Let's say you have a program in some language -here Ruby- and you want to persist some _key-value_ data.

```ruby
require 'gdbm'

gdbm = GDBM.new("fruitstore.db")
gdbm["ananas"]    = "3"
gdbm["banana"]    = "8"
gdbm["cranberry"] = "4909"
gdbm["ananas"]    = "42"
gdbm.close
```

The example is adapted from:
https://ruby-doc.org/stdlib-2.5.0/libdoc/gdbm/rdoc/GDBM.html

```ruby
require 'gdbm'

gdbm = GDBM.new("fruitstore.db")
gdbm.each_pair do |key, value|
  print "#{key}: #{value}\n"
end
gdbm.close
```

In case you have no Ruby installed on your system, you can run the program as in the following:

```bash
docker run -it --rm -v $(pwd):/src -w /src helgecph/pythonruby sh -c "ruby gdbm_write.rb;ruby gdbm_read.rb"
```

What do all the Docker switches mean and do?

### Exercise 2

  * Inspect the file `fruitstore.db`
    - What is the output of `file fruitstore.db`?
    - What can you see when you look inside?
    - How does that compare to our earlier file from 
   
In case you do not have a tool like `xxd` or `hexdump` installed on your machine you can see the contents of the file for example with:
```bash
docker run -it --rm -v $(pwd):/src -w /src helgecph/pythonruby sh -c "hexdump -C fruitstore.db"
```

A dumb Python GDBM implementation
https://github.com/python/cpython/blob/3.6/Lib/dbm/dumb.py

# Your turn at home!

![](http://www.twenty19.com/blog/wp-content/uploads/2017/07/typing2.gif)

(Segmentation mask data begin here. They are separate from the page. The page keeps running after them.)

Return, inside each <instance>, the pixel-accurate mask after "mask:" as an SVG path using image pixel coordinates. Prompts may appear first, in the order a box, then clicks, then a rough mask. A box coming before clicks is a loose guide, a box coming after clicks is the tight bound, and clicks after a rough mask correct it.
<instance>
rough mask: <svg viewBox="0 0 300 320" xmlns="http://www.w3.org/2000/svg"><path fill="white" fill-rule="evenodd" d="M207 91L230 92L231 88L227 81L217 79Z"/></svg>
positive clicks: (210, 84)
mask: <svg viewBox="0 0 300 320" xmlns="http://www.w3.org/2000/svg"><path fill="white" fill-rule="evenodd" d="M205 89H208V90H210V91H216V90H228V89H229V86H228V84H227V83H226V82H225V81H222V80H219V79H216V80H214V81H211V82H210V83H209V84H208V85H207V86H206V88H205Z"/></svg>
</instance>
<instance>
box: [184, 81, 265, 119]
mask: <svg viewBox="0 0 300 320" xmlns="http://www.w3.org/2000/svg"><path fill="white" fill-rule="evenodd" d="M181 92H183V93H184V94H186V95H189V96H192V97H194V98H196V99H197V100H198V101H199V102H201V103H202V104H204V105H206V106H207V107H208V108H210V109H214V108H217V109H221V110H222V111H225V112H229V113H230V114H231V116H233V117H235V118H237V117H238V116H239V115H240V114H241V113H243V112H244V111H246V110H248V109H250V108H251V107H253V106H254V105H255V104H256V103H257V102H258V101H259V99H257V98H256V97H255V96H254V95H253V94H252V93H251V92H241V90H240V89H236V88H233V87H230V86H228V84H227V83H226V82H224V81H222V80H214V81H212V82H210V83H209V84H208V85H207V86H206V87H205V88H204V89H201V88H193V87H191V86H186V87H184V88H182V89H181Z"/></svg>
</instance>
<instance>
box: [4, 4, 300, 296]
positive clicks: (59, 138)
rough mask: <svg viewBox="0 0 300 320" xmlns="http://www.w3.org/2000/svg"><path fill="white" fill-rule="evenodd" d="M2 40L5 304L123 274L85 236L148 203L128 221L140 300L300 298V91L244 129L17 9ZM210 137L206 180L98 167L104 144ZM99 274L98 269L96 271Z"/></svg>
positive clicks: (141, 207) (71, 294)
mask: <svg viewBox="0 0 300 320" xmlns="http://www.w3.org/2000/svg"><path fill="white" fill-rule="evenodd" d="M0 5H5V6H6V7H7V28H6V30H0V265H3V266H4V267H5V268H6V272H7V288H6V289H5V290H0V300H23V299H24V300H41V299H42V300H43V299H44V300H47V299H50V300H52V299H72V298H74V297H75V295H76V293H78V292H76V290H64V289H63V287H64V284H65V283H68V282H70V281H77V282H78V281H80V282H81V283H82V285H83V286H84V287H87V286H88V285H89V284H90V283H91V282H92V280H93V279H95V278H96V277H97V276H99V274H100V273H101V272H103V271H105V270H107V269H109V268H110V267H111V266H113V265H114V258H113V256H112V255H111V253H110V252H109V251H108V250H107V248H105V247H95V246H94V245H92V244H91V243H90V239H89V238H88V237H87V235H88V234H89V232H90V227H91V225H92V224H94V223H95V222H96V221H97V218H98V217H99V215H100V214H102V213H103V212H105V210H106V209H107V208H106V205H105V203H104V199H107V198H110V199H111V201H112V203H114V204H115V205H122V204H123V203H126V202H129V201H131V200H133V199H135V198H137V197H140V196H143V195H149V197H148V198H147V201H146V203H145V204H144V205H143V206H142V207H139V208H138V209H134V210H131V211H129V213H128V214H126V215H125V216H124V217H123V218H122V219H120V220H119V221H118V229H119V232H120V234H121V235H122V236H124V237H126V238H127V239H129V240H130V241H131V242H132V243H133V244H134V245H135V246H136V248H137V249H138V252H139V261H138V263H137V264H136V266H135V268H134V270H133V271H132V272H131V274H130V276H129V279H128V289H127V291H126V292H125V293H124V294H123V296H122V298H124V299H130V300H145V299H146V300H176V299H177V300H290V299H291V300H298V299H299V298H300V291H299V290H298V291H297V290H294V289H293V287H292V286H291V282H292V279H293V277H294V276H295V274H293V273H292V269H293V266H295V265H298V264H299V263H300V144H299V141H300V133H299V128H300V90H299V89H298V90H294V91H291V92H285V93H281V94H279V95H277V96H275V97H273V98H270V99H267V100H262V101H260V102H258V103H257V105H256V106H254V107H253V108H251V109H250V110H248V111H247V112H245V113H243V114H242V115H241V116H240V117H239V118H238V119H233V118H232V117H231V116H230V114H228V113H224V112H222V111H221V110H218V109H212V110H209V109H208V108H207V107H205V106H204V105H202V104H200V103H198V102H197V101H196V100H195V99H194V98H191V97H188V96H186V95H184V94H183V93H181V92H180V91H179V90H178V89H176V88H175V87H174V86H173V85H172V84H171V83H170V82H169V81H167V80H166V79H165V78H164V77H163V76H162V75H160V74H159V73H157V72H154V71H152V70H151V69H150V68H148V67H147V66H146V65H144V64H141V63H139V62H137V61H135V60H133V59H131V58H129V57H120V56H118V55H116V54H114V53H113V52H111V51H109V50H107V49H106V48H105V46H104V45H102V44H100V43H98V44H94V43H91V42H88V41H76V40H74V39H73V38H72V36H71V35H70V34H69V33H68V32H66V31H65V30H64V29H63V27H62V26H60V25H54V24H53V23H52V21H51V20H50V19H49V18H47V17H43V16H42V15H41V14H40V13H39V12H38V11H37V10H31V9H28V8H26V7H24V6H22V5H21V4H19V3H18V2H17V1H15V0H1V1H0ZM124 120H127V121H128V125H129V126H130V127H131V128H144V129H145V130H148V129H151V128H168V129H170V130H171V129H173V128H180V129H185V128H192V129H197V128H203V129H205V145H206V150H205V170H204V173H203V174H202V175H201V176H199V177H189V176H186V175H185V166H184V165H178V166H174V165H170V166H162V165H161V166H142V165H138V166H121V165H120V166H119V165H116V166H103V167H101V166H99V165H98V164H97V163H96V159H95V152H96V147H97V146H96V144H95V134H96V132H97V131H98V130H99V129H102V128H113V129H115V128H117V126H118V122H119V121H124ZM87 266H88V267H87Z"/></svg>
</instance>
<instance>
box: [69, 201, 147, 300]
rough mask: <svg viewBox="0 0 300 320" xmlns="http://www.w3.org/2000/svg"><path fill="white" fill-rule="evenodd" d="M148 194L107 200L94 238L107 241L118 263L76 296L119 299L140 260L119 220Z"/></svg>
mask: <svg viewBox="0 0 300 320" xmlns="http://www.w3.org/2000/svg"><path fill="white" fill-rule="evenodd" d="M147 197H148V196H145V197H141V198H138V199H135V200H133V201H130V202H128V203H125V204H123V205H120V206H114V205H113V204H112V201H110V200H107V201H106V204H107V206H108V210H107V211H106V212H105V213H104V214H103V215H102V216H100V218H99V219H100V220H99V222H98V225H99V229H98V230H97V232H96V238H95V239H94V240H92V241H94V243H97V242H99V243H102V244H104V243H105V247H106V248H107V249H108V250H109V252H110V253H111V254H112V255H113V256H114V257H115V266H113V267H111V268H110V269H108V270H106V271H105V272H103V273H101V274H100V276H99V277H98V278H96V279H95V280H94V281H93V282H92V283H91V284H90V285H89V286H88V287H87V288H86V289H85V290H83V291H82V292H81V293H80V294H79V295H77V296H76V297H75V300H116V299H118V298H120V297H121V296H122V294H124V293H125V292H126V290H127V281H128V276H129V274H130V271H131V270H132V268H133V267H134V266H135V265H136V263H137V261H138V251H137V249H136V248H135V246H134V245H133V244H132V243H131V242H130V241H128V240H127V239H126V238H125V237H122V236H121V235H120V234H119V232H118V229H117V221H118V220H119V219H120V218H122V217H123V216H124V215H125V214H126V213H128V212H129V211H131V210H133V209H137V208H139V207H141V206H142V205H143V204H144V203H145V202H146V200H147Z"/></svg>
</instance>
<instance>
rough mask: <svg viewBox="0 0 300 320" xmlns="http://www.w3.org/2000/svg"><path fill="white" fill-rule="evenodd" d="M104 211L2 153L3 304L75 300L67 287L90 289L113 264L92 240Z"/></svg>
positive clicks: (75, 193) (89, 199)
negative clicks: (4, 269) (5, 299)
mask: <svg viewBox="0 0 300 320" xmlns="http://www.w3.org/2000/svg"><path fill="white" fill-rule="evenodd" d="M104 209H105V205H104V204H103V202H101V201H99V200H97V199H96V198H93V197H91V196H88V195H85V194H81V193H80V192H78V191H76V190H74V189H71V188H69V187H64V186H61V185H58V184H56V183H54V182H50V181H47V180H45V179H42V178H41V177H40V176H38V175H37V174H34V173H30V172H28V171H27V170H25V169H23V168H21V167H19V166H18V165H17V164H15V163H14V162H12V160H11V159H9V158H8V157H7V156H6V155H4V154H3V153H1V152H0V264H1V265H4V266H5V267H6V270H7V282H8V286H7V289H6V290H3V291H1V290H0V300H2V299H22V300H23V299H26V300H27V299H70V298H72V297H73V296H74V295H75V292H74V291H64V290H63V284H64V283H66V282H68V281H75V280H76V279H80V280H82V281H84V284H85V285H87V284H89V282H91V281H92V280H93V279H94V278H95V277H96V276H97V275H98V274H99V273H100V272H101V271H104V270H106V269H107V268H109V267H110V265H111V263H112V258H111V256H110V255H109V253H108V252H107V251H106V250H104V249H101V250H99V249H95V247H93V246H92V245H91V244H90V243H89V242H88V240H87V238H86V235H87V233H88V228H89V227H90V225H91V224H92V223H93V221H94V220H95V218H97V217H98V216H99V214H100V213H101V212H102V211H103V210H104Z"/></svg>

  * Build a `simple_db` in the programming language of your choice.
    - Implement a Hashmap-based index.
    - Implement functionality to store your data on disk in a binary file.
    - Implement functionality to read your data from disk again, so that you can reinstantiate your database after a shutdown.